Pure l’avventura di Silvestro da morto è, a suo modo, incorniciata da un alone leggendario: la salma aveva percorso poco meno del doppio dell’Itala, quanto a kilometri, in poco piú del doppio, quanto a tempo. Sostanzialmente, l’automobile e la bara avevano mantenuto la stessa andatura, percorrendo entrambe, per un buon tratto, la “Via della Seta”, l’antichissimo itinerario tra la Cina e l’Occidente.
Si può immaginare lo sbalordimento suscitato a Cerchio dall’imprevedibile arrivo della salma e da quegli occhi a mandorla di scorta mai prima visti da quelle parti.

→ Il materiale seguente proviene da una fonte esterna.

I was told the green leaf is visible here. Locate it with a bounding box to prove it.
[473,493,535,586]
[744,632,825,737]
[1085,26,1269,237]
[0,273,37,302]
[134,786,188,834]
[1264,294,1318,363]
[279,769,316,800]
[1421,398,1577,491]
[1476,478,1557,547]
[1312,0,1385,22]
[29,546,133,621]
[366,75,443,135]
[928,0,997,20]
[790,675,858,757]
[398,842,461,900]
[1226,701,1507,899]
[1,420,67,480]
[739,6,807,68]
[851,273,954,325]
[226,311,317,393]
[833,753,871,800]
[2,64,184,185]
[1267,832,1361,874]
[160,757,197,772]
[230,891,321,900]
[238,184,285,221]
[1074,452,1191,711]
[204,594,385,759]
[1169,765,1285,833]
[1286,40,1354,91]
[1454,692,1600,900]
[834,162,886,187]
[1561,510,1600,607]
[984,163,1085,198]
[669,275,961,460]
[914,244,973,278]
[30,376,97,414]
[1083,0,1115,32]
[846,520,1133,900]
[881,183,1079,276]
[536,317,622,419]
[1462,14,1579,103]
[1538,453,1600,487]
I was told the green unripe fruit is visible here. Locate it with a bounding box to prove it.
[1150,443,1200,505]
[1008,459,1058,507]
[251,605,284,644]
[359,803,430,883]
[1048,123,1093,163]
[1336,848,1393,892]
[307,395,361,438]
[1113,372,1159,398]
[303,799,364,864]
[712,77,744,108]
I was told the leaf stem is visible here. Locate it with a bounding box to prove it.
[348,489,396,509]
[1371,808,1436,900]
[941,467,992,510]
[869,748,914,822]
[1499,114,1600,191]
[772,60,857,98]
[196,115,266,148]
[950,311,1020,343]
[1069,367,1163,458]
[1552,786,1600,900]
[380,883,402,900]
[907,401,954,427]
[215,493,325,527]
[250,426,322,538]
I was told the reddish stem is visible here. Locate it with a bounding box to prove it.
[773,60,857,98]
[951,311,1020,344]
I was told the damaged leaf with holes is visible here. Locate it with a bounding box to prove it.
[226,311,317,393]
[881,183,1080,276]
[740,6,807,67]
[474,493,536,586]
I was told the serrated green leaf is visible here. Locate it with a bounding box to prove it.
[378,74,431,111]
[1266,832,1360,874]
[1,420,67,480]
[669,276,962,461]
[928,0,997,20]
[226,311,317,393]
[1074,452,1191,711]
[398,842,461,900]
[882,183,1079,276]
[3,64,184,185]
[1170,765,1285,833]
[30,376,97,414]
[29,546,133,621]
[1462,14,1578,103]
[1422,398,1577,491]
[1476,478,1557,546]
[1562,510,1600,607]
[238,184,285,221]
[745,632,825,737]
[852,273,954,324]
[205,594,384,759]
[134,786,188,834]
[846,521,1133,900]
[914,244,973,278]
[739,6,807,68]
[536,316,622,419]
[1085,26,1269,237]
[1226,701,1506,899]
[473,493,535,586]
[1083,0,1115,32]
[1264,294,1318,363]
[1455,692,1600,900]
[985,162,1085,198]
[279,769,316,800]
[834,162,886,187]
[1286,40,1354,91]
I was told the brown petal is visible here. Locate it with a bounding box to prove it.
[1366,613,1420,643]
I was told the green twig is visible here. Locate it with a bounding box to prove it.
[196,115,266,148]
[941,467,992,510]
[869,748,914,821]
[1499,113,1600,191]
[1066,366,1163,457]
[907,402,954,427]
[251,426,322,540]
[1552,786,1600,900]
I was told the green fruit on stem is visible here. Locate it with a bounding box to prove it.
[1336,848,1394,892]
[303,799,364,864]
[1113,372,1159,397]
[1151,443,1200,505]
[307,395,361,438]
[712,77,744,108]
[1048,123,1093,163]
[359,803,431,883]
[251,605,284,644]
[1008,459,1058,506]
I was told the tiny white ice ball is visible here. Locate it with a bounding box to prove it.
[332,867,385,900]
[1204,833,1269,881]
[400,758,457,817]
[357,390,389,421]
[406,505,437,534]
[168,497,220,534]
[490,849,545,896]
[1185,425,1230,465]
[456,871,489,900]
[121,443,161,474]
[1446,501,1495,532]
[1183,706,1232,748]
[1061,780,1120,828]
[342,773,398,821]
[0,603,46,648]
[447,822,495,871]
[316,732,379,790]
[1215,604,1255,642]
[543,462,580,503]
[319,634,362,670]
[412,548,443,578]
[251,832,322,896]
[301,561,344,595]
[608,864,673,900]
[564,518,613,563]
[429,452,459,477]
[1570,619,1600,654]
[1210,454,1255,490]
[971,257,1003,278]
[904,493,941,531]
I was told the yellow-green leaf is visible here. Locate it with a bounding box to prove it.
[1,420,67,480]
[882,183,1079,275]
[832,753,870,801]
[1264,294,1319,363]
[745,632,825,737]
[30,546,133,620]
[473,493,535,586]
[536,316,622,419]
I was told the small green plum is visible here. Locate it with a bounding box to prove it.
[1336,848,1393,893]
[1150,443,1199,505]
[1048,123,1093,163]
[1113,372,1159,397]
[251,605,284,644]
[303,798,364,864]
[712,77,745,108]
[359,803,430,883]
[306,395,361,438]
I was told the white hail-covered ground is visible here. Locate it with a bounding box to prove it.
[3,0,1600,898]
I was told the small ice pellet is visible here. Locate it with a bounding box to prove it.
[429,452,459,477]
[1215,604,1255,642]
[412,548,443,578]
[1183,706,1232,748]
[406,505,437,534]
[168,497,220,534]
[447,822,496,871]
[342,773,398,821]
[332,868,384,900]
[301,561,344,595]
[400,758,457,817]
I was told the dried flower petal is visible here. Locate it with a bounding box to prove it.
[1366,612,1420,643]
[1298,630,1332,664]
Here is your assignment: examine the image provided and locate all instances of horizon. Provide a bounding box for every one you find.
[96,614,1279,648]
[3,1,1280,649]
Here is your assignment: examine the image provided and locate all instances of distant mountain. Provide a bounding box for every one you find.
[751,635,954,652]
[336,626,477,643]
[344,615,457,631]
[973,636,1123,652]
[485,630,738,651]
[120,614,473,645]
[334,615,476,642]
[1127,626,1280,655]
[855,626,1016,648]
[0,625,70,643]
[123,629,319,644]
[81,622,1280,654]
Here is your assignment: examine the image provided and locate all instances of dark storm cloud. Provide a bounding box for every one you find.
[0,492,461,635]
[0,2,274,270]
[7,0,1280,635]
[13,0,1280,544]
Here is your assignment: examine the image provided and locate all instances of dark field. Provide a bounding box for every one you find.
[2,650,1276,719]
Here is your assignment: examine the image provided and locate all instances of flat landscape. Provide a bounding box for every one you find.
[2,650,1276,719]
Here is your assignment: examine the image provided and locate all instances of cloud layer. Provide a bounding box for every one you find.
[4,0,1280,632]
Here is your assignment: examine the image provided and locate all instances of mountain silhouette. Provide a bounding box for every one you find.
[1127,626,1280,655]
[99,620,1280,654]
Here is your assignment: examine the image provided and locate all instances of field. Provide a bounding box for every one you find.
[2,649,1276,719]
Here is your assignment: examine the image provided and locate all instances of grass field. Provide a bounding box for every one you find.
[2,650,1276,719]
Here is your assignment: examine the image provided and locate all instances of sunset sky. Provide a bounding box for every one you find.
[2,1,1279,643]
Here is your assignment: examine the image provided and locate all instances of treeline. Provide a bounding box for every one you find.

A differenza di Marco Polo, di Matteo Ricci e di quant’altri lo precedettero, Silvestro la Cina non ha potuto raccontarla con i libri. Lui, tuttavia, è stato uno di quelli che la Cina hanno aiutato a renderla piú sicura e meglio vivibile. Avendo contribuito a tracciare il grande itinerario della pacifica convivenza tra tutti i popoli, Silvestro Rosati è stato uno di quelli che assicurano un futuro al viaggio verso un mondo migliore.